FAITH Associations were also disappointed by the neglected GST policy issues in tourism sector.
Anand said, “For post-COVID revival it was important to bring down the 18 per cent GST category for hotels to the category of 12 per cent GST. There was a need for providing an option of GST at 12 per cent to restaurants with full set offs. With a lot of state taxes on tourism, travel & hospitality at state level, subsuming of GST on fuel, Inter- state transportation taxes, power cess, liquor excise and also property taxes, cess on parking charges needed to be made available as input tax costs.”

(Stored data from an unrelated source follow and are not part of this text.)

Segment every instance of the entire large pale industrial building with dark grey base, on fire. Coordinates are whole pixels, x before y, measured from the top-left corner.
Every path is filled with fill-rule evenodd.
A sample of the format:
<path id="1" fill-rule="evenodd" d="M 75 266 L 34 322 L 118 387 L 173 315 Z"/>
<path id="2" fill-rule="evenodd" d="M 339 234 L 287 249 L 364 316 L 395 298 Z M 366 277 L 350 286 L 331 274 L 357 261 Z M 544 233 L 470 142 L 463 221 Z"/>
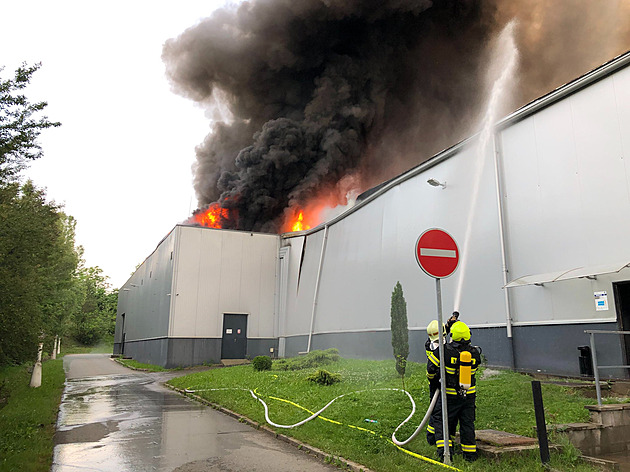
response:
<path id="1" fill-rule="evenodd" d="M 410 360 L 424 362 L 436 287 L 415 244 L 442 228 L 460 251 L 444 311 L 460 311 L 488 364 L 579 374 L 585 330 L 630 330 L 629 64 L 539 98 L 312 230 L 176 226 L 121 288 L 115 352 L 167 367 L 329 347 L 387 359 L 400 281 Z M 629 349 L 597 338 L 602 365 L 630 364 Z"/>

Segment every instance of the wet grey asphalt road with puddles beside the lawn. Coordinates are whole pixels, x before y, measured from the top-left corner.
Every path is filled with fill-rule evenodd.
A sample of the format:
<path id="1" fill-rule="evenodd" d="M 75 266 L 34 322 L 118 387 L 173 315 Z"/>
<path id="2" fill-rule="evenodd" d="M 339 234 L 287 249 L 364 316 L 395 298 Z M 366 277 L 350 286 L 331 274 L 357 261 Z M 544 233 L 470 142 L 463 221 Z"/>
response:
<path id="1" fill-rule="evenodd" d="M 181 372 L 101 354 L 67 355 L 64 368 L 53 472 L 339 470 L 161 385 Z"/>

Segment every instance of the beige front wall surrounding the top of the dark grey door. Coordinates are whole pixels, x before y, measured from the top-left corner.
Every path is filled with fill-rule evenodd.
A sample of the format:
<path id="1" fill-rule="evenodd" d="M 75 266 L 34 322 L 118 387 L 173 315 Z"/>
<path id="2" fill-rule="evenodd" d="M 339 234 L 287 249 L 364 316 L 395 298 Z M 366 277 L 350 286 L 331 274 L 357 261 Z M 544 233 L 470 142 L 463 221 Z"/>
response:
<path id="1" fill-rule="evenodd" d="M 179 226 L 171 336 L 221 337 L 224 313 L 244 313 L 248 337 L 272 337 L 278 236 Z"/>

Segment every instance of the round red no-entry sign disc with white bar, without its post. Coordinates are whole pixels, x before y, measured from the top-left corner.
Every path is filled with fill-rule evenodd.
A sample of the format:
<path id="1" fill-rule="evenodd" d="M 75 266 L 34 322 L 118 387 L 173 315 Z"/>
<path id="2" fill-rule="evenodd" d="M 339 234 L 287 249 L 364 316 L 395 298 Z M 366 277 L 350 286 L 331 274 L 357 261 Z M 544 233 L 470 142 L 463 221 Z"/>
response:
<path id="1" fill-rule="evenodd" d="M 420 268 L 431 277 L 448 277 L 459 264 L 457 243 L 446 231 L 428 229 L 416 242 L 416 260 Z"/>

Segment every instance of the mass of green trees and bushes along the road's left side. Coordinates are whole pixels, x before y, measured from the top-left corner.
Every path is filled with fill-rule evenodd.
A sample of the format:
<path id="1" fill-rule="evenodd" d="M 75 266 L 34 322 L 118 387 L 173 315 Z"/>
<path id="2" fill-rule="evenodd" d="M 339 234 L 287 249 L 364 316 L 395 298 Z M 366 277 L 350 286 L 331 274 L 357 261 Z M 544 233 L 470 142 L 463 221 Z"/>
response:
<path id="1" fill-rule="evenodd" d="M 40 342 L 52 352 L 57 336 L 94 346 L 116 317 L 117 290 L 85 265 L 76 220 L 23 176 L 43 155 L 40 134 L 61 126 L 24 93 L 40 67 L 4 78 L 0 65 L 0 366 L 33 362 Z"/>

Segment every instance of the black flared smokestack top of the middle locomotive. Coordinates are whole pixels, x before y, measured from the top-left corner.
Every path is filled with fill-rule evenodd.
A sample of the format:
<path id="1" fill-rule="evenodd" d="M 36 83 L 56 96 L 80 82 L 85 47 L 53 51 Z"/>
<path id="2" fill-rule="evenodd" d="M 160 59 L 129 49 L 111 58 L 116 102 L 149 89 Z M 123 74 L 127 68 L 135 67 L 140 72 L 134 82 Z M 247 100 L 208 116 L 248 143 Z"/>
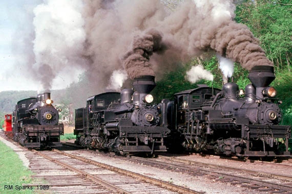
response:
<path id="1" fill-rule="evenodd" d="M 150 93 L 155 88 L 154 76 L 140 76 L 134 79 L 133 87 L 139 93 Z"/>

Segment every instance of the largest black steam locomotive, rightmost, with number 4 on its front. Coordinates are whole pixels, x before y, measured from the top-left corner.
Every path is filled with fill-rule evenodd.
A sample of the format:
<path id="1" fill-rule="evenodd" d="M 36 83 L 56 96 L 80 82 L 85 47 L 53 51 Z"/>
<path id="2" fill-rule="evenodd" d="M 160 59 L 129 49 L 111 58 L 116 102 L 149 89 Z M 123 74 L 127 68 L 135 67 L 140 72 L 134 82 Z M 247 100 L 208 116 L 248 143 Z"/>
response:
<path id="1" fill-rule="evenodd" d="M 222 90 L 199 85 L 176 93 L 175 100 L 166 105 L 172 130 L 168 140 L 179 142 L 182 138 L 185 149 L 197 152 L 290 156 L 291 127 L 280 125 L 281 101 L 269 86 L 275 79 L 274 67 L 255 66 L 248 78 L 252 84 L 245 87 L 245 94 L 232 82 Z"/>

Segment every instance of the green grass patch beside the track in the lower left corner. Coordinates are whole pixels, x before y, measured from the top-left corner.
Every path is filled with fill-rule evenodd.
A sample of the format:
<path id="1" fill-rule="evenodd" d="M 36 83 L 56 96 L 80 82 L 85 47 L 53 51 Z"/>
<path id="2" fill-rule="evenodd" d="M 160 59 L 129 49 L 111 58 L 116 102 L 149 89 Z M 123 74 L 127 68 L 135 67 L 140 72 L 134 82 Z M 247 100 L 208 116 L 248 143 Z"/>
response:
<path id="1" fill-rule="evenodd" d="M 0 141 L 0 193 L 33 193 L 33 190 L 16 189 L 16 186 L 32 183 L 31 175 L 18 155 Z M 5 189 L 5 185 L 12 185 L 13 189 Z"/>

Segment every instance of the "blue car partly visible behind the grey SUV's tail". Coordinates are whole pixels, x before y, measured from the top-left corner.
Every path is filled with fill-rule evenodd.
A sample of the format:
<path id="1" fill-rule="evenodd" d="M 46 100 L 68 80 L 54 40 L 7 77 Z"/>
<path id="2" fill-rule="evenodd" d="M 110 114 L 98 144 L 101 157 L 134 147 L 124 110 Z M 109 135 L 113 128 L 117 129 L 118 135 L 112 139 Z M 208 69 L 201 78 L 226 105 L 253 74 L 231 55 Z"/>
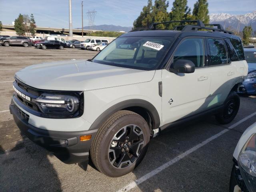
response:
<path id="1" fill-rule="evenodd" d="M 244 56 L 248 63 L 248 76 L 240 85 L 238 93 L 256 94 L 256 48 L 245 48 Z"/>

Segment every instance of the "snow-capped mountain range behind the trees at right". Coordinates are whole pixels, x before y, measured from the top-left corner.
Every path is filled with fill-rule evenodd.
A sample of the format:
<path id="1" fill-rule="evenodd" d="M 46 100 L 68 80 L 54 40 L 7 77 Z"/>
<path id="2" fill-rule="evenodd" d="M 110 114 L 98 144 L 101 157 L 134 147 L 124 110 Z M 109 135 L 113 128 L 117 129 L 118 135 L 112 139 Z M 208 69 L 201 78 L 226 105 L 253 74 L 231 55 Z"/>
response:
<path id="1" fill-rule="evenodd" d="M 225 28 L 231 27 L 234 30 L 239 28 L 242 31 L 244 26 L 251 25 L 253 30 L 256 30 L 256 10 L 252 13 L 244 15 L 234 15 L 228 13 L 210 14 L 210 23 L 222 24 Z M 238 26 L 239 24 L 239 26 Z"/>

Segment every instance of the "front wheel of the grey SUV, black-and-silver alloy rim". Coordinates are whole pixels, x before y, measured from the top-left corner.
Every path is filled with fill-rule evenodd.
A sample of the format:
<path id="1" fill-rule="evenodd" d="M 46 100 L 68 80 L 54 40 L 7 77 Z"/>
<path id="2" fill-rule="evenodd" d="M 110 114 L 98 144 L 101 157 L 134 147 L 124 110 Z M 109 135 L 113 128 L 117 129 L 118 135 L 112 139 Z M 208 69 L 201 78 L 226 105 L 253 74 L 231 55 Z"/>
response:
<path id="1" fill-rule="evenodd" d="M 90 148 L 90 157 L 103 174 L 123 176 L 140 164 L 149 140 L 150 130 L 144 118 L 134 112 L 121 110 L 100 126 Z"/>

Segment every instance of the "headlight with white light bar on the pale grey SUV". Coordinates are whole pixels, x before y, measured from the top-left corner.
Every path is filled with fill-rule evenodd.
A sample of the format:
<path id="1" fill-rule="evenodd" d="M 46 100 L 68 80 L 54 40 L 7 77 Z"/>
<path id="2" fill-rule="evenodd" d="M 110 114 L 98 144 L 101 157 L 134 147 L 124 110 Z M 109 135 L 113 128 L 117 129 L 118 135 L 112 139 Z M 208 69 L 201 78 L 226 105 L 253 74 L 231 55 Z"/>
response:
<path id="1" fill-rule="evenodd" d="M 45 114 L 64 115 L 72 117 L 79 111 L 79 98 L 75 95 L 41 94 L 36 98 L 36 104 Z"/>

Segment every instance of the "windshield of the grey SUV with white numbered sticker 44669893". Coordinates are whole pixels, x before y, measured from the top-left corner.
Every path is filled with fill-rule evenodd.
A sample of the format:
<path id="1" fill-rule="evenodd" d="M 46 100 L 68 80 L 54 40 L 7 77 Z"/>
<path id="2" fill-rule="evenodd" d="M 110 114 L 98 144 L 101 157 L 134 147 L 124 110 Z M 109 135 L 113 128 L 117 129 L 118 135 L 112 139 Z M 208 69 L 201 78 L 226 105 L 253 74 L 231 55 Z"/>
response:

“For revival support, the GST on Tour operators should have been brought down 1.8 per cent with full set offs. Hotels should have been enabled to levy IGST to enable them to give GST credits to Indian corporates who do Interstate events and ensure domestic retention of Indian MICE an upmost necessity post-COVID,” he added.
Further he explained in conclusion, “Not addressing any of these critical measures in the budget announcement has thrown the industry into a state of shock and deep dismay. The tourism, travel & hospitality industry is battling the worst in century crisis from the impact of Covid 19, revival from which will not be seen minimum for the next financial year till vaccination is fully undertaken with no observed side effects in all source and destination markets. FAITH Associations had been vigorously interacting with all Government Stakeholders with the hope to immediately pull Indian tourism out of the covid recessionary conditions in the crisis of the century for tourism, travel & hospitality. While infrastructure measure announced as budget announcements, may boost tourism over long term, the opportunity for immediate support has, regretfully, been missed out.”